The area of a spherical triangle with angles $\alpha$, $\beta$ and $\gamma$ on the 2-dimensional unit sphere is $\alpha + \beta + \gamma - \pi$. There is a nice geometrical proof of this fact that only uses the fact that the area of the whole sphere is $4\pi$, and the intuitively obvious fact that two great circles that cut at an angle $\alpha$ (necessarily in two antipodal points), bound two slices whose common area is $4\alpha$.

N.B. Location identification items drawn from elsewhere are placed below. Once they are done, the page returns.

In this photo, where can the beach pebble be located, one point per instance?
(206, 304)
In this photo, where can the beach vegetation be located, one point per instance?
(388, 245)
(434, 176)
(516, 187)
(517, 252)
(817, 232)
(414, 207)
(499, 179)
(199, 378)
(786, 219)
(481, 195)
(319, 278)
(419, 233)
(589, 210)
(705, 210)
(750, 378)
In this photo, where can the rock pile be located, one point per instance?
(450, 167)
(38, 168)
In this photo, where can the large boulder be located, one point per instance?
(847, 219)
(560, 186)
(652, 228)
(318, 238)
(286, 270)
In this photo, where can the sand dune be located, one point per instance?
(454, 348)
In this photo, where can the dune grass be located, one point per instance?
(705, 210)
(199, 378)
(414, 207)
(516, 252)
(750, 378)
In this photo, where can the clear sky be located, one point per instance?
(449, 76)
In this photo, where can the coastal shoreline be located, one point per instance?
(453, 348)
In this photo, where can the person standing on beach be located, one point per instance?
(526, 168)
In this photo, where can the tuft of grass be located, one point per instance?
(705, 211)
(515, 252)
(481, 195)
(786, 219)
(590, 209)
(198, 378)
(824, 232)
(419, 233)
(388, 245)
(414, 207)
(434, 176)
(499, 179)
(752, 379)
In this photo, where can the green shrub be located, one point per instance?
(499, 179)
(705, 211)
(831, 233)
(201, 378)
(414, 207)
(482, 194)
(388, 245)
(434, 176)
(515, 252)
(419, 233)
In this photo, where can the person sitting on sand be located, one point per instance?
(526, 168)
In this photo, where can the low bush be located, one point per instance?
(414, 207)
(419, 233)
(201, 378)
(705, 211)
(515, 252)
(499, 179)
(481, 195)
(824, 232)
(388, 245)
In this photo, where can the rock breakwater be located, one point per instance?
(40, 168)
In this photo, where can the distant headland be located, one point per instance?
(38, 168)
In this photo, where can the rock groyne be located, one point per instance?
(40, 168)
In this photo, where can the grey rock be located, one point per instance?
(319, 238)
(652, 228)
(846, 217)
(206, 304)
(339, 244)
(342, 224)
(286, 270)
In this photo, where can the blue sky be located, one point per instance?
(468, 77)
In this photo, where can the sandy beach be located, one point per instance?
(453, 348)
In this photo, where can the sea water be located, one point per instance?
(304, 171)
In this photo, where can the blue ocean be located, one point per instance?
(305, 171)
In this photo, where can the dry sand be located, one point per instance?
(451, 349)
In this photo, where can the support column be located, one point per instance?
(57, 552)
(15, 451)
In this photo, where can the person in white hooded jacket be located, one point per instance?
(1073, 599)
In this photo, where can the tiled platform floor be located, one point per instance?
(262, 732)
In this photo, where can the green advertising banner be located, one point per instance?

To prove it, you can construct three such (pairs of) regions, that together disjointly cover the sphere except for the triangle and its antipodal image, which are both triply covered, from which it follows. The following image, from Jeffrey Weeks' The Shape of Space, make it very clear:
The corresponding fact for hyperbolic triangles (on the hyperbolic plane with curvature -1) is
$$A = \pi - (\alpha + \beta + \gamma).$$
Would it be possible to prove this is a similar way? Obviously it cannot directly be related to the area of the whole space, but maybe it can be related to the area of some standard triangle, like the one all of whose angles are 0 and which can be realized in the upper half-plane model as the triangle bounded by a half circle centered on the real line and two vertical lines. You would just compute the area of this triangle once and for all.
The kind of answer I would like to see is a proof in which you obtain the area of a general triangle in terms of this reference area in some clever way by applying isometries and the fact that the area of a disjoint union is the sum of the areas, and little more (no integration).